Another Next Digital executive, Wang Wai-keung, 61, was convicted of fraud and jailed for 21 months.
District Court Judge Stanley Chan wrote in a ruling that Lai “acted under the protective umbrella of a media organization”. Chan said the trial of a media tycoon was “not tantamount to an attack on press freedom.”
The judge knocked three months off his sentence because Lai admitted most of the prosecution’s case.

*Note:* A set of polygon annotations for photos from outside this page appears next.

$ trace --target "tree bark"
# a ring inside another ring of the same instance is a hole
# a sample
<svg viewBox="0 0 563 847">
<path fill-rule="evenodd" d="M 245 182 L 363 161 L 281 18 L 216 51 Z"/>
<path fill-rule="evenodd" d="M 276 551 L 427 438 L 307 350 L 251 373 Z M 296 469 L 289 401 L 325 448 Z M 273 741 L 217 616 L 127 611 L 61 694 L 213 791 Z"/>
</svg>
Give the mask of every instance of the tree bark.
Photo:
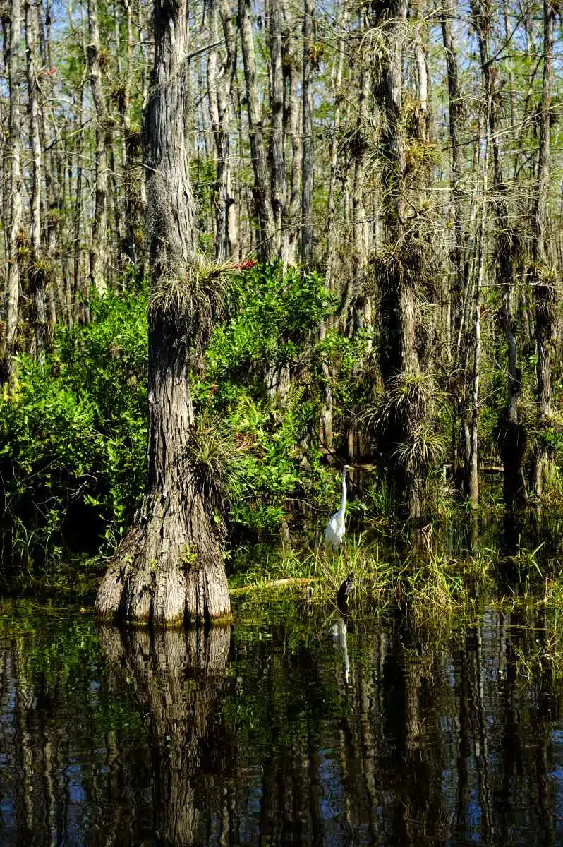
<svg viewBox="0 0 563 847">
<path fill-rule="evenodd" d="M 245 69 L 248 135 L 254 169 L 254 213 L 258 224 L 257 254 L 262 262 L 271 261 L 274 254 L 275 222 L 268 183 L 268 161 L 262 132 L 262 109 L 257 86 L 254 38 L 251 20 L 251 0 L 240 0 L 239 28 Z"/>
<path fill-rule="evenodd" d="M 230 135 L 231 84 L 235 69 L 235 45 L 229 9 L 224 0 L 210 0 L 209 30 L 213 47 L 207 58 L 207 95 L 211 129 L 215 140 L 217 179 L 213 197 L 215 208 L 215 256 L 224 260 L 238 258 L 235 199 L 231 197 Z M 224 34 L 224 55 L 217 47 L 219 25 Z"/>
<path fill-rule="evenodd" d="M 544 75 L 538 171 L 534 185 L 532 277 L 536 326 L 536 398 L 540 424 L 546 425 L 551 414 L 551 347 L 556 325 L 555 274 L 548 234 L 549 202 L 549 129 L 553 97 L 554 23 L 556 7 L 544 0 Z M 534 489 L 541 496 L 548 451 L 540 436 L 534 457 Z"/>
<path fill-rule="evenodd" d="M 108 290 L 108 205 L 109 118 L 103 90 L 100 30 L 97 0 L 88 3 L 90 43 L 88 66 L 96 113 L 96 192 L 90 248 L 90 285 L 92 291 L 103 294 Z"/>
<path fill-rule="evenodd" d="M 27 58 L 27 89 L 30 113 L 30 138 L 31 141 L 31 257 L 30 263 L 30 291 L 33 302 L 36 355 L 41 359 L 47 346 L 48 327 L 45 296 L 45 268 L 41 262 L 41 149 L 39 134 L 39 108 L 37 69 L 36 67 L 36 38 L 34 16 L 29 0 L 25 3 L 25 53 Z"/>
<path fill-rule="evenodd" d="M 9 13 L 3 17 L 4 62 L 8 69 L 9 89 L 10 134 L 10 212 L 8 236 L 8 273 L 6 276 L 5 330 L 1 356 L 1 382 L 11 382 L 19 311 L 19 239 L 23 219 L 21 177 L 21 106 L 19 75 L 20 70 L 19 34 L 21 6 L 12 0 Z"/>
<path fill-rule="evenodd" d="M 288 260 L 287 180 L 284 146 L 284 17 L 281 0 L 269 0 L 270 47 L 270 182 L 275 227 L 275 247 L 284 265 Z"/>
<path fill-rule="evenodd" d="M 150 174 L 148 489 L 98 590 L 104 617 L 155 623 L 230 614 L 222 531 L 196 438 L 190 365 L 207 340 L 213 292 L 197 279 L 188 141 L 187 0 L 153 11 L 155 59 L 146 112 Z M 206 306 L 207 304 L 207 306 Z M 191 458 L 190 457 L 191 457 Z"/>
<path fill-rule="evenodd" d="M 301 263 L 312 264 L 312 72 L 314 0 L 304 0 L 303 8 L 303 159 L 301 163 Z"/>
</svg>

[1/2] Media mogul Jimmy Lai, founder of Apple Daily, leaves the Court of Final Appeal in a jail van in Hong Kong, China, Feb. 9, 2021. REUTERS/Tyrone Siu
Western governments, including the United States, have expressed concern over Lai’s plight and denounced what he calls a greater deterioration in the protection of human rights and fundamental freedoms under China-imposed national security laws.
“The United States condemns the grossly unjust outcome of Jimmy Lai’s latest trial,” State Department spokesman Ned Price said in a statement.
“By any objective measure, this outcome is neither fair nor just. We once again call on the PRC authorities to respect freedom of expression, including that of the press in Hong Kong,” he added.
Calling for Lai’s release, Maya Wang, an Asia director at New York-based advocacy group Human Rights Watch, said: “Beijing’s sweeping criminal case against Jimmy Lai is vindictive against a leading advocate of democracy and media freedom in Hong Kong.”
Prosecutors said that under the terms of the newspaper’s lease on a plot of public land in a science park, the property could only be used for “publication and printing” without the operator’s prior permission.
Chan issued an order barring Ly from being a company director for eight years and fined him HK$2 million ($260,000).
Lai’s lawyer, Derek Chan, asked the judge to consider Lai’s age and contribution to Hong Kong’s media industry.
A separate, landmark national security trial involving Lai is scheduled to resume Tuesday. It was delayed while Beijing decided on the contentious issue Foreign lawyerLai, along with British barrister Timothy Owen, should be allowed to work on national security cases.